After a drunken first night at the Flying Scorpion, Nicole and I got on the Indiana Jones dust bus back to the 'mainland' and on to San José. Nicole was flying home to the States, but I had to go to a few meetings at the Foundation and then on to Drake Bay for a few days to catch up with the community and do some work. This was the first time I had seen Drake Bay in the dry season and it was stunning. The roads were dry and dusty and there was much less humidity - totally different from how I had ever known it before. The mouth of the Drake River had still not closed though and instead was making its way South along the beach, taking out tons of dune vegetation in its path. I arrived at the beach to find the chante (hatchery station) just three metres away from falling into the sea. This structure had survived six years so far, but at this stage we were discussing how we might now dig it out of the platform in order to rescue the wood and rebuilt it elsewhere. In the end the high tides came in March, closed the river mouth, and saved the hatchery site from destruction.
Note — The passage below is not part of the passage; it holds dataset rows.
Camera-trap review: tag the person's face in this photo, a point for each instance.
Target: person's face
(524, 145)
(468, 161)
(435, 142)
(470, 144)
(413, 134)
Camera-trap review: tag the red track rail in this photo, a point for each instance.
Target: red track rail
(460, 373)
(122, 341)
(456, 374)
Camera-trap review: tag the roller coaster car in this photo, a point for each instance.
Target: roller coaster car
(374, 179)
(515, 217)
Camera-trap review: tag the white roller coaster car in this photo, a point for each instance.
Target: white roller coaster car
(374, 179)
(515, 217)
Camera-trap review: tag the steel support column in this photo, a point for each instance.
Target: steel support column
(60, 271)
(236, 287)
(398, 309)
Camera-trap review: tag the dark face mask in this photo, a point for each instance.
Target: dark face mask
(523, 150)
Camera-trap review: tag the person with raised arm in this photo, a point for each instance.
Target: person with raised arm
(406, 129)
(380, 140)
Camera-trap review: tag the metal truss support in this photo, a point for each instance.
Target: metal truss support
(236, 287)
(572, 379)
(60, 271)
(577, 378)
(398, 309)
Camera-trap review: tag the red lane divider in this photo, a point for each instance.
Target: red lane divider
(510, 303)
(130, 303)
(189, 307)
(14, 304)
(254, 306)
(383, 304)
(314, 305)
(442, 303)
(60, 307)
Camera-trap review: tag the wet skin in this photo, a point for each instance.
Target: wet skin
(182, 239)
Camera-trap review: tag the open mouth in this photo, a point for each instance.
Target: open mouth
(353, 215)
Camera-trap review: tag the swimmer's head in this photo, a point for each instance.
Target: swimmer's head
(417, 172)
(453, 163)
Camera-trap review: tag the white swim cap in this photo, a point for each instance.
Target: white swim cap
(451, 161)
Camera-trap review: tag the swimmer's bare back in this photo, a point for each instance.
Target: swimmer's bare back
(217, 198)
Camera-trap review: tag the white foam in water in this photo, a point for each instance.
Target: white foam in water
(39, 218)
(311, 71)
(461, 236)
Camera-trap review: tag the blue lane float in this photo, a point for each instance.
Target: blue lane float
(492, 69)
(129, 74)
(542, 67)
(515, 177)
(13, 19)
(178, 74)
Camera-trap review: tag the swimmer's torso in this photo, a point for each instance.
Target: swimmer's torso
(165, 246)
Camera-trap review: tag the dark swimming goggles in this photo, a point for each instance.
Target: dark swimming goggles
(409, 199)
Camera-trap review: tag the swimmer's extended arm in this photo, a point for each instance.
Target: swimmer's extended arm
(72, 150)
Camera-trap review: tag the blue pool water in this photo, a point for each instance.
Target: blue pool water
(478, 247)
I returned to San José and stayed at Hostel Urbano for a few days. This place belongs to the cousin of Mauricio, called Janey, and it was brand new. It had clearly entered the backpacker market as the finest hostel in San José (actually San Pedro) but was still refreshingly quiet. I would return there again and again and see it slowly become more well-known, and the friends I hung out with at the hostel would completely change the way I felt about San José. I started to relish coming back.
But for now it was time to return to San Miguel in Guanacaste to work at the Flying Scorpion for a month. I arrived to find Mike completely assimilated and essentially running the show, and he quickly trained me up before Rossi and Amanda headed to the States, after which began a month of craziness in paradise. The hotel was relatively basic, with just a handful of modest cabins and a few beach houses available, but it was the only hotel for miles around and is located on a long and pristine white sand beach at the end of a dirt track that hardly anyone seems to know about (for the time being). The atmosphere was so laid-back that it was almost horizontal and the large bar/reception area had all the ambiance of a teenager's bedroom, complete with hammocks, a pumping stereo system, a fully-stocked bar full of imported spirits, and no less than six Weimaraner dogs chilling out on mattresses spread about the floor. With the cash register buried under a pile of clothes next to a huge bong, and the accounts and reservation system merging into a complex collage of scraps of paper, calculators and pencils, there was essentially no visible evidence of organization; but, customers loved it and the place was booming. The winning combination of a secret location in paradise, cheap prices, charismatic staff, excellent surfing and tours, and some of the best food in the Nicoya Peninsula, tourists were getting exactly what they were looking for. People just kept coming back, and the hotel had become the no.1 in Guanacaste on Trip Advisor with an average 5 star rating.
We worked pretty hard, with many long hours spent hovering somewhere nearby the reception, but neither of us was complaining. In fact it was a real pleasure. We ate, drank and partied with the guests, and we got free surf lessons from an awesome Canadian couple who were running their tour business from the hotel, Con and Ingo. We raked in the tips and didn't pay for a thing. It was bliss, but I found it difficult to concentrate on my work for the turtle program, and so when the time came I was ready to leave. Mike, meantime, is still there!
Having spent February in dusty rain-free Guanacaste, it was time for me to head to the stormy Caribbean coast to work with Leatherbacks for a few weeks.